Anyone seeing tx-credits 'hang'?

Fri Jan 9 08:55:35 PST 2015

On 01/09/2015 02:34 AM, Michal Kazior wrote:
> On 8 January 2015 at 22:24, Ben Greear <greearb at candelatech.com> wrote:
>> I am still working on tracking down tx-credits hang, where it appears
>> to the driver that firmware does not return tx credits, and the driver
>> then gets lots of -11 errors from htc/wmi and will not recover (well,
>> once it recovered after hanging for about 45 minutes, for reasons that are totally
>> beyond me.  I do not normally wait so long).
>>
>> I am using a hacked ath10k driver and CT firmware, but I am suspicious that the problem
>> is not unique to me, though I probably hit the problem much more often
>> due to the types of stress tests I am running.
> 
> I don't recall seeing it recently.
> 
> 
>> I have implemented a keep-alive between my driver and CT firmware,
>> and firmware will assert if it does not get a message within
>> about 10 seconds.  This is a wmi-message, so if we hang due to credits,
>> the firmware will assert and dump a nice crash log (and host can recover).
> 
> FYI the default time mgmt tx can be stuck is 10 seconds (vide the
> tx-credit starvation issue due to hostapd's inactivity measures).

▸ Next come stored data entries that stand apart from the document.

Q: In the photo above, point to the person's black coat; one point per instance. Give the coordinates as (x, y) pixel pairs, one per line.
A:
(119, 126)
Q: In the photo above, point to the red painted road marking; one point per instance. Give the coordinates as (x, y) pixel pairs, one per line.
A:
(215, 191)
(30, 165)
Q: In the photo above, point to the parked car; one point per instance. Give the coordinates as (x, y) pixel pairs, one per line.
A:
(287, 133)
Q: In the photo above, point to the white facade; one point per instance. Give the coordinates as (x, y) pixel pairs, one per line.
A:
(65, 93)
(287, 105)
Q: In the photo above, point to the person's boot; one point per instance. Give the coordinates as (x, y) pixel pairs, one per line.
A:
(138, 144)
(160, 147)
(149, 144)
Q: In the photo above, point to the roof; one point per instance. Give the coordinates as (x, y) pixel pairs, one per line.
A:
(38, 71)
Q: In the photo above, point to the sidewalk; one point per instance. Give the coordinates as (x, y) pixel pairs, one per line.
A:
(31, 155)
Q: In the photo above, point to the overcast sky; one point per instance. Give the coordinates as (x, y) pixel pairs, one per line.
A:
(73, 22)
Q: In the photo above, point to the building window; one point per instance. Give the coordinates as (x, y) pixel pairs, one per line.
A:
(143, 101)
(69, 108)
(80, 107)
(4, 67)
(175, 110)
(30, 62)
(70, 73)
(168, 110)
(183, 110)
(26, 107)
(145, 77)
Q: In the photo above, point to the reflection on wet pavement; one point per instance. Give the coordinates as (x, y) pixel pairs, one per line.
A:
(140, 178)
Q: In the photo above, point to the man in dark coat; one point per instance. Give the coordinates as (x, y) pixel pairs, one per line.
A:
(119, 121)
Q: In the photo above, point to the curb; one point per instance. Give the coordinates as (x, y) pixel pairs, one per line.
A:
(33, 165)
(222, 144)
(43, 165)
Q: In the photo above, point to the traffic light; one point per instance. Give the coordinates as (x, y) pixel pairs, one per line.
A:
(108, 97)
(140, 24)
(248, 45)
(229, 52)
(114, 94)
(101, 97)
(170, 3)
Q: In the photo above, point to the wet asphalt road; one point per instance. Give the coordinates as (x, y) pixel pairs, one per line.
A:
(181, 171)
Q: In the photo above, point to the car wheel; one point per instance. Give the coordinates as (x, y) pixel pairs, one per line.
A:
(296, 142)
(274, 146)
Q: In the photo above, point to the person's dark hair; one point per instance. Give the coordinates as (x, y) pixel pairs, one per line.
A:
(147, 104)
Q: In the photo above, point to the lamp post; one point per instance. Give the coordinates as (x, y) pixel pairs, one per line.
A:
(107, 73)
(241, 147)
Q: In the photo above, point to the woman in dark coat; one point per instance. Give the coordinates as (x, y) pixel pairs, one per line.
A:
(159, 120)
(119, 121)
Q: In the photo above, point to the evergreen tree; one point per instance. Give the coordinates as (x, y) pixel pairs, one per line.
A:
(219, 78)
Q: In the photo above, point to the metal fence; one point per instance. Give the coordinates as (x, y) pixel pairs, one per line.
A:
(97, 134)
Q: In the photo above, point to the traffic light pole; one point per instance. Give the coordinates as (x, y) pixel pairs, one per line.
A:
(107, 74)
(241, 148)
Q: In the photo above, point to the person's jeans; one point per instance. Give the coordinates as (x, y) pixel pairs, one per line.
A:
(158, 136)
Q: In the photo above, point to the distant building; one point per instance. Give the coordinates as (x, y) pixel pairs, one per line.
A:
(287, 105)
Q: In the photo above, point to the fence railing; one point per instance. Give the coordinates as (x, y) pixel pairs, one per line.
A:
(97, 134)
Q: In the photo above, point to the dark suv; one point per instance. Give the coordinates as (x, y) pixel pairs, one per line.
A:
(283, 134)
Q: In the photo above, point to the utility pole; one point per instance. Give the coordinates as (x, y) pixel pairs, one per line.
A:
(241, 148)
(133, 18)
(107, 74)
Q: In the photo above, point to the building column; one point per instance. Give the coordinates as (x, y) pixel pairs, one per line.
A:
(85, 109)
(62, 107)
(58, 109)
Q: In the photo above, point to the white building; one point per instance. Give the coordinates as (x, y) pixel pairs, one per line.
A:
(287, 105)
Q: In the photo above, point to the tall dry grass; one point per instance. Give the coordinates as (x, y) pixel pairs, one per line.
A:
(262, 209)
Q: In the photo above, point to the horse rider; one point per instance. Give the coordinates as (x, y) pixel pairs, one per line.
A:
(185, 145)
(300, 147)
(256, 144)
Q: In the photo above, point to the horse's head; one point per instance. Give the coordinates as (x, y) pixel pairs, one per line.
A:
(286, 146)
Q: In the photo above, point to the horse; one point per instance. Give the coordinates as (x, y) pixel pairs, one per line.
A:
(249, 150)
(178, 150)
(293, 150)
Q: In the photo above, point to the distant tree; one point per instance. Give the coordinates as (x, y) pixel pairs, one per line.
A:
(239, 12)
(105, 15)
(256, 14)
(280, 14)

One thing I noticed yesterday is that when the driver tries to put a
vdev down, the firmware will try to flush, and will delay vdev-down
event until fw is flushed.  I changed CT firmware to automatically
flush in this case, but perhaps the driver should explicitly ask
firmware to flush the vdev before putting it down?

Once the driver gets out of sync due to timeouts, the firmware
is likely to assert soon after if wmi hang doesn't happen because
firmware will think vdev is up when it is not, or vice versa.

Also, I notice a pattern in the failure case.

The sequence is almost always something like this:

[lots of vdev up/down, re-associate, etc]

vdev down (this would have timed out if I didn't put in the flush)
  * vdev down is usually last wmi cmd firmware receives.
driver tries to delete peer, that times out (firmware wmi layer never
  saw the command)
firmware reports one or two more messages to driver, and if it manages to report
a dbglog, that shows a tx-timeout message usually within a second of
the vdev down.  This happens whether or not I flush the vdev bringing it
down.

At this point, one more request from driver may be sent, after that,
it is credit starvation.  Firmware continues to run (timers fire, etc).

I think that firmware is also waiting on a completion event from the
CE layer...I plan to dig into that more today.

>> One crash I looked at closely appears to show the firmware thinking it
>> has returned all credits, but driver never received them.  What is more,
>> it seems that the driver thought it sent one additional wmi command
>> that the firmware did not receive in the wmi message handling code.
> 
> Hmm.. A couple of ideas:
>  a) lost interrupt
>  b) silently dropped event buffer (in fw, e.g. due to unforseen lack
> of resources)
>  c) memory barrier / ordering issue (delivered/submitted buffer was a
> mess - I don't know if you're checking the buffer in/out count or
> analyzed all the way down to copy engine)
> 
> You could try adding a few extra mb() (e.g. before copy engine ring
> indexes are updated) for (c), at least in ath10k.
> 
> You could try changing _service_any() to ignore copy engine summary
> mask and iterate i=0..CE_COUNT-1 and try polling htc-wmi rx pipe (or
> just simply all of them :P) with ath10k_hif_send_complete_check().

Yes, I suspect CE transport issue...I have not dug into that code yet,
but I will do so today.

Thanks,
Ben

> 
> 
> Michal
> 

-- 
Ben Greear <greearb at candelatech.com>
Candela Technologies Inc  http://www.candelatech.com